Le esalazioni maleodoranti provenienti da stalle, allevamenti o luoghi simili configurano il reato di cui all'articolo 674 c.p. e non solo un illecito penale risarcibile ex articolo 844 c.c. allorché siano idonee a creare offesa al benessere dei vicini e grave pregiudizio per lo svolgimento della loro attività (Cass n. 678 del 1996 P.M. in proc. Viale; Cass n. 138 del 1995 Composto; 1293 del 1994 Sperotto). Nella specie, dai manufatti destinati all'allevamento di suini e pollame ed ubicati ad una distanza di circa 10 - 20 metri dalle abitazioni, si avvertivano cattivi odori i quali provocavano nei confronti delle persone offese ivi residenti uno stato d'ansia accertato documentalmente, che nonostante, l'avvenuto adeguamento della porcilaia alle prescrizioni vigenti non escludeva la sussistenza del reato proprio perché le emissioni maleodoranti non erano state comunque eliminate. 
"Esalazioni" maleodoranti - Superamento del limite della normale tollerabilità - Molestie - Nozione - Fattispecie - Relazione del medico dell'azienda sanitaria e dei sopraluoghi espletati. Per molestia deve intendersi ogni fatto idoneo a recare fastidio, disagio o disturbo ed in genere qualsiasi fatto idoneo a turbare il modo di vivere quotidiano.

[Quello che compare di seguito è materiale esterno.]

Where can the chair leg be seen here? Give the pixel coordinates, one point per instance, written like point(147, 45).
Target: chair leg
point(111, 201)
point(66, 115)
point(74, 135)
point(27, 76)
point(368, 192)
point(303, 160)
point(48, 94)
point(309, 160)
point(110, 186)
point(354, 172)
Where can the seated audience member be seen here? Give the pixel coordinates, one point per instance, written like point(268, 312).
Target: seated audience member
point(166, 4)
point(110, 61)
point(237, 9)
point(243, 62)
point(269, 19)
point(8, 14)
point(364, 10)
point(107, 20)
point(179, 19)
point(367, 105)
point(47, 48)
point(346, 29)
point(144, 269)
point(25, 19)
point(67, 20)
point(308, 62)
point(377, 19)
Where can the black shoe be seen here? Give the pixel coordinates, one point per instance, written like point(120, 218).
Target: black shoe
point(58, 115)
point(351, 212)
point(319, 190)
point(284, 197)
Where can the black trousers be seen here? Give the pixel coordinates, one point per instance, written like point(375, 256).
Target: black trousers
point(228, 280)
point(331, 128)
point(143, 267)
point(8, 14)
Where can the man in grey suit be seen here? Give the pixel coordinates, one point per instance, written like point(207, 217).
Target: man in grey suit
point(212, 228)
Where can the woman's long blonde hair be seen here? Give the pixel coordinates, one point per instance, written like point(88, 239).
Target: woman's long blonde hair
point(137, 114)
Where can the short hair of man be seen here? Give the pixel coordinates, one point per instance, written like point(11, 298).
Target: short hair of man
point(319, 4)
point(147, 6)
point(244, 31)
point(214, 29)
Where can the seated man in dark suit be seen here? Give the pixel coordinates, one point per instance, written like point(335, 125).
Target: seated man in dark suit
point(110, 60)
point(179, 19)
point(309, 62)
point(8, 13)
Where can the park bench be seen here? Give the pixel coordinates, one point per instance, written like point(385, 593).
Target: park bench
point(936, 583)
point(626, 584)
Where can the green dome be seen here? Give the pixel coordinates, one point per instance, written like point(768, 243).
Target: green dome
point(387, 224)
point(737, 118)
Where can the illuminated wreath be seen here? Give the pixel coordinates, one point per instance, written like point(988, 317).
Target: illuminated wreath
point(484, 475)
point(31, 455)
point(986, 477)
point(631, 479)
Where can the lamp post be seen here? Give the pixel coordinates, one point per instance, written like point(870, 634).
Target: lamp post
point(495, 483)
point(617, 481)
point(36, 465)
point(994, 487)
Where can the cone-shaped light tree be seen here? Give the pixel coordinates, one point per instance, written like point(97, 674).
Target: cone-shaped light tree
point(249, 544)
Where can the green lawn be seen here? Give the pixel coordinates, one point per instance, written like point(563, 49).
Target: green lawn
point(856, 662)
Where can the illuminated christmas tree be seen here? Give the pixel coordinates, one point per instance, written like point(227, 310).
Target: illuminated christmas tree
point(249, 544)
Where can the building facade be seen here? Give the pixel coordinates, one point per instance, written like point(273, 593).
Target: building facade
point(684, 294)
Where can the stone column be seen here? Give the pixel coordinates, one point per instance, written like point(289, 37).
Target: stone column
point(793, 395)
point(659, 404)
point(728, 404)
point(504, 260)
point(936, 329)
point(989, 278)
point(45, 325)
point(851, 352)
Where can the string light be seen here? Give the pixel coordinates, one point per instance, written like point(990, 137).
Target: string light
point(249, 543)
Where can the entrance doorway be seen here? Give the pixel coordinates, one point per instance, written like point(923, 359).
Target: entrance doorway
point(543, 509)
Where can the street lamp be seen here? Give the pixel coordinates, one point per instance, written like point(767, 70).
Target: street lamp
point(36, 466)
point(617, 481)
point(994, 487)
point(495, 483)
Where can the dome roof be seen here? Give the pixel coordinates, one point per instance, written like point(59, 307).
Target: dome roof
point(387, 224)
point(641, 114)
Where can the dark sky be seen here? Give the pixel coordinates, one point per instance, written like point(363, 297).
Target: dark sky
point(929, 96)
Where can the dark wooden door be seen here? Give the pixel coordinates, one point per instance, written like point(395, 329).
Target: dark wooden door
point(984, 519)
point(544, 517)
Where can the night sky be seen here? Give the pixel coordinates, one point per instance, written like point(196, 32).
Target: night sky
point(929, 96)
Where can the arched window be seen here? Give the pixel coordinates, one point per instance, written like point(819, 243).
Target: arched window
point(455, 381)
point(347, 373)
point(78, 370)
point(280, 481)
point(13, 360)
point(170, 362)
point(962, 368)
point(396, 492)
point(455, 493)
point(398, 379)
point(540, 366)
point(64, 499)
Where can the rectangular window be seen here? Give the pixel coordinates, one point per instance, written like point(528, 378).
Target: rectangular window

Il superamento del limite della normale tollerabilità costituisce il parametro principale (ma non l'unico) per valutare l'idoneità dell'esalazione maleodorante a recare offesa o molestia e ciò perché le emissioni maleodorante sono vietate nei casi non consentiti dalla legge, la quale contiene una sorta di presunzione di legittimità delle emissione dei fumi che non superino la soglia fissata da leggi speciali.
Nella fattispecie, anche se non è stata espletata alcuna perizia tecnica (ma di ciò non si è doluto il ricorrente, il quale non ha sollevato alcuna specifica doglianza in merito ad un eventuale mancato superamento dei limiti di tollerabilità), si è comunque accertato per mezzo della relazione del medico dell'azienda sanitaria e dei sopraluoghi espletati dagli inquirenti, che si trattava di esalazioni non tollerabili tanto e vero che creavano "una condizione di disagio che culminava nella non vivibilità dell'ambiente" (Corte di Cassazione, Sez. III penale, 
sentenza 21.12.2006 n. 42087 - link a www.ambientediritto.it).